Frequently Asked Questions

PV vs PVC vs StorageClass — what's the relationship?

PersistentVolume (PV) is a piece of storage in the cluster — provisioned by the admin or dynamically — with a capacity, access mode, and reclaim policy. PersistentVolumeClaim (PVC) is a user's request for storage with size and access mode requirements. StorageClass describes the 'kind' of storage (gp3 SSD on AWS, premium-rwo on Azure) and which provisioner to use. Flow: user creates PVC referencing a StorageClass; the StorageClass's CSI provisioner creates a backing volume in the cloud and a PV; PV gets bound to the PVC; the Pod mounts the PVC. Same model whether you provision dynamically (typical) or pre-create PVs (rare).
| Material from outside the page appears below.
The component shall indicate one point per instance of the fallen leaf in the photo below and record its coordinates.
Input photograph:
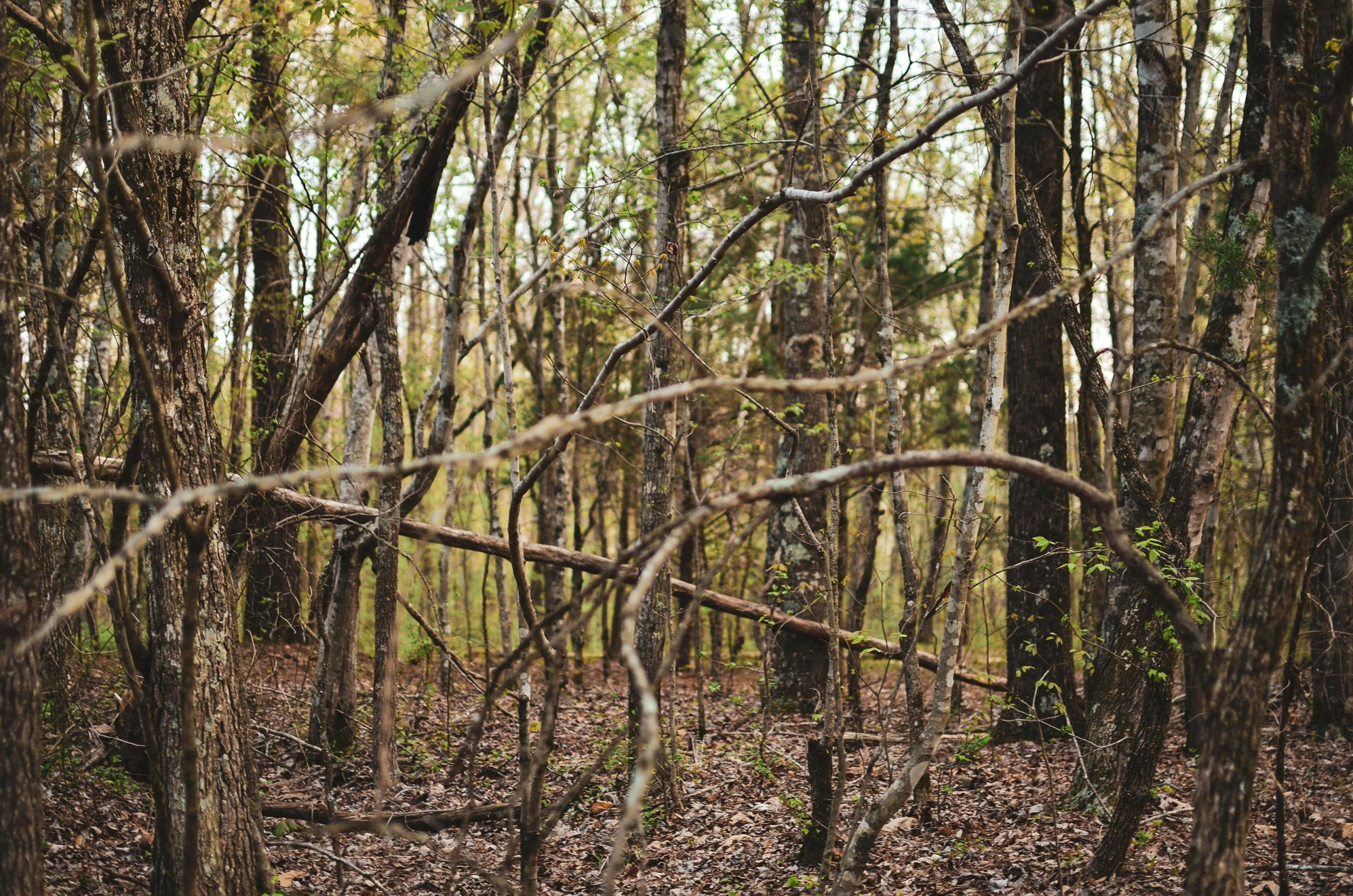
(289, 879)
(901, 823)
What is CSI and why does it exist?

Container Storage Interface is a spec that lets storage vendors implement Kubernetes (and Mesos, Cloud Foundry) volume support without putting code in the Kubernetes core. Before CSI, storage drivers (AWS EBS, Ceph, GCE PD) lived as 'in-tree' code inside kubelet — every release was a release of every driver. CSI moved them out: a CSI driver is a Pod that runs in the cluster, registers itself, and handles volume operations via gRPC. Today every cloud and storage system ships a CSI driver; in-tree drivers are deprecated and migrating to CSI.

What's the difference between RWO, RWX, ROX?

ReadWriteOnce — the volume can be mounted as read-write by one node at a time (multiple Pods on that node can share it). This is what AWS EBS, GCE PD, Azure Disk give you. ReadOnlyMany — many nodes can mount read-only. ReadWriteMany — many nodes can mount read-write. RWX requires a real shared filesystem: NFS, CephFS, EFS, FSx for Lustre, GlusterFS. Most databases and stateful apps use RWO; only legacy apps that need shared filesystems (e.g., a CMS where multiple replicas write to the same uploads dir) need RWX.

How do volume snapshots work?

VolumeSnapshot is a CRD (in snapshot.storage.k8s.io/v1) that asks a CSI driver with snapshot support to take a point-in-time copy of a PVC. Snapshots are stored as VolumeSnapshotContent objects (cluster-scoped) referencing provider-specific snapshot IDs. You can create a new PVC from a snapshot — it provisions a new volume initialized from that snapshot's data. Backup workflows (Velero, Stash) integrate with this. Caveat: snapshots are not crash-consistent for databases — quiesce the DB or use its own backup tooling for application-consistent snapshots.

What is volume expansion?

If your StorageClass has allowVolumeExpansion: true, you can increase a PVC's storage request by editing it ('kubectl edit pvc'). The CSI driver expands the underlying volume (most clouds support online expansion now), then the kubelet expands the filesystem inside the Pod. You cannot shrink. The Pod usually doesn't need to restart if both the volume driver and filesystem (ext4, xfs) support online resize. Allows growing as data grows without downtime.

What are CSI ephemeral volumes?

Generic ephemeral volumes (1.21+) and CSI inline ephemeral volumes (1.16+) let you specify a volume directly in the Pod spec without a separate PVC. The volume is created when the Pod starts and deleted when the Pod ends — same lifetime as the Pod. Use cases: scratch space backed by a fast cloud volume, secrets-store CSI driver mounting secrets, BCC for storage. They're like emptyDir but with the full power of CSI (any storage class, with snapshots, etc.).